Especialistas veem terreno fértil para fraudes e golpes
Entidades de defesa do consumidor já relatam fraudes envolvendo o crédito consignado para beneficiários do Auxílio Brasil e esperam que se repita uma prática comum nesse mercado: a liberação de empréstimos sem aval dos clientes, queixa que lidera os rankings de reclamação.
Segundo levantamento da Senacon (Secretaria Nacional de Defesa do Consumidor), órgão ligado ao Ministério da Justiça e Segurança Pública, de 1º de janeiro a 30 de junho deste ano, foram registradas 35.721 reclamações sobre crédito consignado, cartão de crédito consignado e renda mensal consignada para beneficiários do INSS por meio do portal do consumidor.
Conforme os dados enviados à Folha, as queixas sobre cobrança por serviço ou produto não contratado, não reconhecido ou não solicitado lideram a lista, com 10.608 registros. Na sequência, são 8.418 reclamações por não entrega do contrato ou documentação relacionada ao serviço.
No Sindec (Sistema Nacional de Informações de Defesa do Consumidor), que integra 26 Procons estaduais, o do Distrito Federal e mais de 600 municipais, foram registrados mais 21.005 problemas.
A medida aprovada pelo Congresso, além de permitir o empréstimo consignado para quem recebe o Auxílio Brasil, define que beneficiários do INSS (Instituto Nacional do Seguro Social) terão a margem consignável ampliada de 40% para 45%, sendo 5% reservados exclusivamente para operações com cartões de crédito consignado.

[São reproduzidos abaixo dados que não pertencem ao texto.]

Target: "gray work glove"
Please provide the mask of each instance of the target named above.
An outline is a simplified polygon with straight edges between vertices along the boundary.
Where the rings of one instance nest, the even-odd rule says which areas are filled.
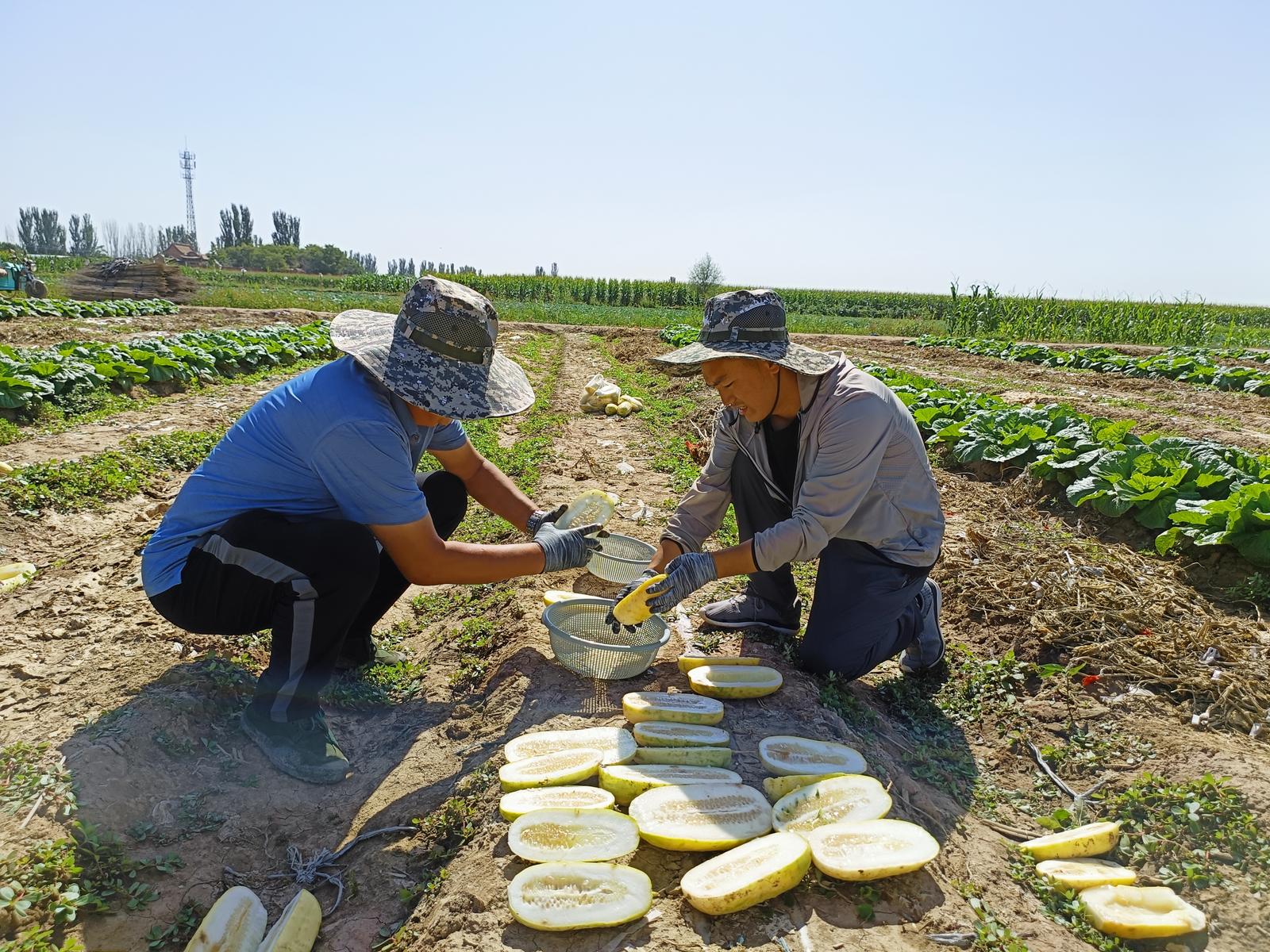
[[[542,528],[544,523],[555,522],[564,515],[564,510],[568,508],[568,503],[561,503],[555,509],[535,509],[533,515],[530,517],[530,522],[525,527],[525,532],[530,538],[533,538],[538,534],[538,529]]]
[[[599,548],[598,538],[587,538],[596,532],[599,532],[599,523],[575,529],[558,529],[555,523],[542,523],[533,533],[533,541],[542,546],[542,571],[558,572],[584,566]]]
[[[669,612],[702,585],[719,578],[709,552],[685,552],[665,566],[665,580],[648,590],[648,607],[657,614]]]
[[[630,585],[627,585],[621,592],[618,592],[616,595],[613,595],[613,605],[616,607],[616,604],[618,602],[621,602],[624,598],[626,598],[630,593],[632,593],[635,589],[638,589],[645,581],[648,581],[649,579],[652,579],[654,575],[659,575],[659,572],[657,571],[657,569],[645,569],[640,574],[640,576],[638,579],[635,579],[635,581],[632,581]],[[624,627],[620,621],[617,621],[616,618],[613,618],[613,609],[612,608],[610,608],[608,609],[608,614],[605,616],[605,625],[607,625],[610,628],[613,630],[613,635],[616,635],[617,632],[620,632],[622,630],[622,627]],[[634,626],[634,625],[625,626],[626,631],[635,631],[635,627],[636,626]]]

No final do primeiro trimestre deste ano, o valor da renda que poderia ser comprometido já havia passado de 35% para 40%. Segundo dados do Banco Central, no período, houve uma alta de 130% nas concessões, para R$ 13,4 bilhões em abril.
"O crescimento foi puxado por essa mudança regulatória específica para o beneficiário do INSS, mas todas as demais modalidades de crédito pessoal também cresceram", ressaltou o chefe do departamento de Estatísticas do BC, Fernando Rocha.
Ione Amorim, do Idec, afirma que, nas vezes em que houve ampliação da margem consignável, as contratações dispararam, com muitas concessões sem consentimento, o que foi seguido por uma explosão de reclamações.
Em sua avaliação, o mesmo deve ocorrer em relação ao auxílio. Ela diz que já há relatos de beneficiários vitimados por golpes aplicados por pessoas de fora do sistema bancário.
O mês de março também foi marcado pela liberação do crédito consignado a quem recebe o BPC/Loas (Benefício de Prestação Continuada) idosos que tenham a partir de 65 anos ou pessoas com deficiência de qualquer idade em situação de miséria social.
Quando soube da autorização do governo para essa categoria, Morgana Gomes decidiu recorrer ao empréstimo consignado para ajudar nas despesas médicas da mãe, Eni, 74, que tem demência e depressão e vive hoje em uma casa de repouso em Porto Alegre.
O salário mínimo recebido pela idosa é insuficiente para cobrir os gastos mensais em torno de R$ 2.000, incluindo medicamentos, consultas e a mensalidade da clínica.
"No início, tirei R$ 3.000 para pagar uma dívida que já vinha se acumulando no cartão de crédito, com compra de fraldas e medicações. Agora ficou melhor, tenho uma reserva para os gastos com ela", disse Morgana, que solicitou em nome da mãe um empréstimo no valor de R$ 17.000 a ser pago em 72 parcelas de R$ 434.